No i już wszystko się skończyło. Jesteśmy właśnie na lotnisku w Tokio, Krzysiek za chwilę leci do Hongkongu a ja za 3 godz. do Paryża. Wczoraj niestety nie udało mi się nic napisać, bo trochę z okazji Krzyska urodzin imprezowaliśmy i dlatego spróbuje dzisiaj nadrobić prawie 3 dniowe zaległości.Nie wiem czy mi się to za bardzo uda, ale po krotce napisze co się działo.
Wczoraj wiadomo – wieczorem impreza z Amerykanami i trochę ze Szwedami. Amerykanie oczywiście zdziwieni, że można pić breezerki a nie piwo i że w ogóle można tyle pić a nie np. tylko 2 piwka. No, ale niech im będzie, podejrzewamy, że dzisiaj Robbie nie wstał na zwiedzanie Tokio, przynajmniej będzie pamiętał o Krzyska urodzinach jeszcze przez jakiś czas.

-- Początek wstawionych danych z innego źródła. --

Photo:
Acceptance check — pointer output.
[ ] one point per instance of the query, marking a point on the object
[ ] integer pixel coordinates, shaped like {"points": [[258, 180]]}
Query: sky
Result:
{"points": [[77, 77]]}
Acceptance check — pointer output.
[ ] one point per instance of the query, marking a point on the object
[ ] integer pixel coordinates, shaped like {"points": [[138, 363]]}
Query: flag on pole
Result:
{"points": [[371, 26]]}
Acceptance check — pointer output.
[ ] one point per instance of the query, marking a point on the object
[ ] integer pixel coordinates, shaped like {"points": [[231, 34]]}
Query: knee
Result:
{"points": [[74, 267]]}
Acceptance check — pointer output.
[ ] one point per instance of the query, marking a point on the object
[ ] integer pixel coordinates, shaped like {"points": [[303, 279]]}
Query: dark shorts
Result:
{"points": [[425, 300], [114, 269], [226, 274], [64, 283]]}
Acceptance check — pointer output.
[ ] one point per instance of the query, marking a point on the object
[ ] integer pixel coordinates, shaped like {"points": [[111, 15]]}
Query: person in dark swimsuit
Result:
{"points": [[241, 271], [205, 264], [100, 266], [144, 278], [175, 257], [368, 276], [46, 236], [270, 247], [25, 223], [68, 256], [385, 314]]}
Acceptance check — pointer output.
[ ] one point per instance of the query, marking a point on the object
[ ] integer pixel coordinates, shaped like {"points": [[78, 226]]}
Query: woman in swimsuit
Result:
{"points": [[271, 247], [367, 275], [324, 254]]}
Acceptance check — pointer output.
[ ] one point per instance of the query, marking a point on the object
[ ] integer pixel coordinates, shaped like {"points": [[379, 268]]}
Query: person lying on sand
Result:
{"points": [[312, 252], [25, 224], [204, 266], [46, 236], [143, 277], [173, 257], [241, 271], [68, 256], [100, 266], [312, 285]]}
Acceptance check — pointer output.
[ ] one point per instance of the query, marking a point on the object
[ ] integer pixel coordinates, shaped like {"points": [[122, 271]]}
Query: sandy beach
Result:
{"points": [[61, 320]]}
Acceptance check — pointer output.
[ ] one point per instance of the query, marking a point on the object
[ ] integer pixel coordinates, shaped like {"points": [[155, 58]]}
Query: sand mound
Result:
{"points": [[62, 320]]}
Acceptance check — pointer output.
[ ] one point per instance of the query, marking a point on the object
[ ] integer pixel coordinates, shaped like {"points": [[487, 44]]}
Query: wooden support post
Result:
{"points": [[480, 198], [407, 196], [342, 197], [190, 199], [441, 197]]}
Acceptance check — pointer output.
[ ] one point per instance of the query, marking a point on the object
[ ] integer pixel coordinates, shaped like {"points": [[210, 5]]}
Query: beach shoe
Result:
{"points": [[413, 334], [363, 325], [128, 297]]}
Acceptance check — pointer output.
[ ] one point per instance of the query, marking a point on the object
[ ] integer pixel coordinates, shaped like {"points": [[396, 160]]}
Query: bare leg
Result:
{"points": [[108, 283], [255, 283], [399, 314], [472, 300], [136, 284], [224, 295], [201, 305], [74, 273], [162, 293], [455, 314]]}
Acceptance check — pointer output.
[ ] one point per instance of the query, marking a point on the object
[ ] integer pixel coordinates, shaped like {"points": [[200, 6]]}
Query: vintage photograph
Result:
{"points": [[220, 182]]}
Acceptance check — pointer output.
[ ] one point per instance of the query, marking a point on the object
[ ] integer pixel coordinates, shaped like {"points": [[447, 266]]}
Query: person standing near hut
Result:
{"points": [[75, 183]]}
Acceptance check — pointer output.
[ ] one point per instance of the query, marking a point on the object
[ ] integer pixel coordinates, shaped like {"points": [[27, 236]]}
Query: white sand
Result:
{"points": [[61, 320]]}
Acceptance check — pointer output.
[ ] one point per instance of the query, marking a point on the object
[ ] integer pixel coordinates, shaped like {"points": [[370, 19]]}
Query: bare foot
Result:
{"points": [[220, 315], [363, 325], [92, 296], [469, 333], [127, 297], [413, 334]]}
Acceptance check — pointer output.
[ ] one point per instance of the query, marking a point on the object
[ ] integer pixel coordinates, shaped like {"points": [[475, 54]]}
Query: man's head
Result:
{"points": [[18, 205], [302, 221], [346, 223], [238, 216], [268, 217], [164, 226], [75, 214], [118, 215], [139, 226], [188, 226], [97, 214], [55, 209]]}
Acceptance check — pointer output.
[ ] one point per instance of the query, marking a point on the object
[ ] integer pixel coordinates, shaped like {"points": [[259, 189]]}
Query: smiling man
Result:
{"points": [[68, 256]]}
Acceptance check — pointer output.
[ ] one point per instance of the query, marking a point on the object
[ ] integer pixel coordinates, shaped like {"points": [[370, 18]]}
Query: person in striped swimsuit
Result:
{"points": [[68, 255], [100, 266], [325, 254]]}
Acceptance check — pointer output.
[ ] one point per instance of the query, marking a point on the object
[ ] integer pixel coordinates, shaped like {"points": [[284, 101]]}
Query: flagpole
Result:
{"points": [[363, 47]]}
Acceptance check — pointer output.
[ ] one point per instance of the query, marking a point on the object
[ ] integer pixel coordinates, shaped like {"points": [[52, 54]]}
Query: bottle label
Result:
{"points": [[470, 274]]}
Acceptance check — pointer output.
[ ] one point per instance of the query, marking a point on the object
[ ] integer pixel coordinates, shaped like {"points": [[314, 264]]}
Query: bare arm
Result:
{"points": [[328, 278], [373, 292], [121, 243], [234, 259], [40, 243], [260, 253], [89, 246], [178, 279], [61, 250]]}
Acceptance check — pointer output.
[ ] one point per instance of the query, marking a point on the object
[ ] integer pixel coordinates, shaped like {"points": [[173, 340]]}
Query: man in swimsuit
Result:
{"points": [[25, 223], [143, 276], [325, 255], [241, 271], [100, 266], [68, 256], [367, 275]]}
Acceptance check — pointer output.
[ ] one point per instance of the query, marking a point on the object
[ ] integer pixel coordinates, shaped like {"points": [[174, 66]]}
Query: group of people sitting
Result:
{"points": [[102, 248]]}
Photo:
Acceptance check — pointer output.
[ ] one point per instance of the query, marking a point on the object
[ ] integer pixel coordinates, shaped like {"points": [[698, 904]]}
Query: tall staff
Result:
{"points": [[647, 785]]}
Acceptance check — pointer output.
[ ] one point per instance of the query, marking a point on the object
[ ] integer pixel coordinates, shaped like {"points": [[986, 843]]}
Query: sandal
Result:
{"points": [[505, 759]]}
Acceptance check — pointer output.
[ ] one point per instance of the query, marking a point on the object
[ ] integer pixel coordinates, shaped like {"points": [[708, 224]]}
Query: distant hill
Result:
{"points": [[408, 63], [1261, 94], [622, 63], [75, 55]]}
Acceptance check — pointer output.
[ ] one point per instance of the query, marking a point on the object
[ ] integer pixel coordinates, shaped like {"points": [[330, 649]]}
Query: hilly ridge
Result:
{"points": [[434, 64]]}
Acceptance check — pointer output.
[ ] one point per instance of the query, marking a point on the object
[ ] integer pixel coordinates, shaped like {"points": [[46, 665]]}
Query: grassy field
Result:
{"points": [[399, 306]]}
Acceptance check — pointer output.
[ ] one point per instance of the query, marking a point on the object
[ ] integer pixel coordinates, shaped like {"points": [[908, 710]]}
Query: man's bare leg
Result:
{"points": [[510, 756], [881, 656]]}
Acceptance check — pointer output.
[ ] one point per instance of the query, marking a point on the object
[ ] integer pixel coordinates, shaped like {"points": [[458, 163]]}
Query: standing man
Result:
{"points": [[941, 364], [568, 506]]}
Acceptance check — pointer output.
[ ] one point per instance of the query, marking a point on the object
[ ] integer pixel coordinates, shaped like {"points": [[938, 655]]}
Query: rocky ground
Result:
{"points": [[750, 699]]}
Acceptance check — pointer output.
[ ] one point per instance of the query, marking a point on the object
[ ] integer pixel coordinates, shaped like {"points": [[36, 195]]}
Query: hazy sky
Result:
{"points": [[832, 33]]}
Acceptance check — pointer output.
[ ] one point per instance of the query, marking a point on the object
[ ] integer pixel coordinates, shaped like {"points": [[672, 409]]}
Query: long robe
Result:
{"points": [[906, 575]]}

Wracając jednak do zwiedzania – wczoraj byliśmy w Nikko, takiego ich mauzoleum Ieasu Togugawy (czy jakoś tak), który był najbardziej znanym japońskim szogunem. Miejsce ładne ale niestety cały dzień padało i zmarzliśmy przeokropnie nie zobaczywszy parady Festiwalu Kwiatów, który miał się odbyć tego dnia.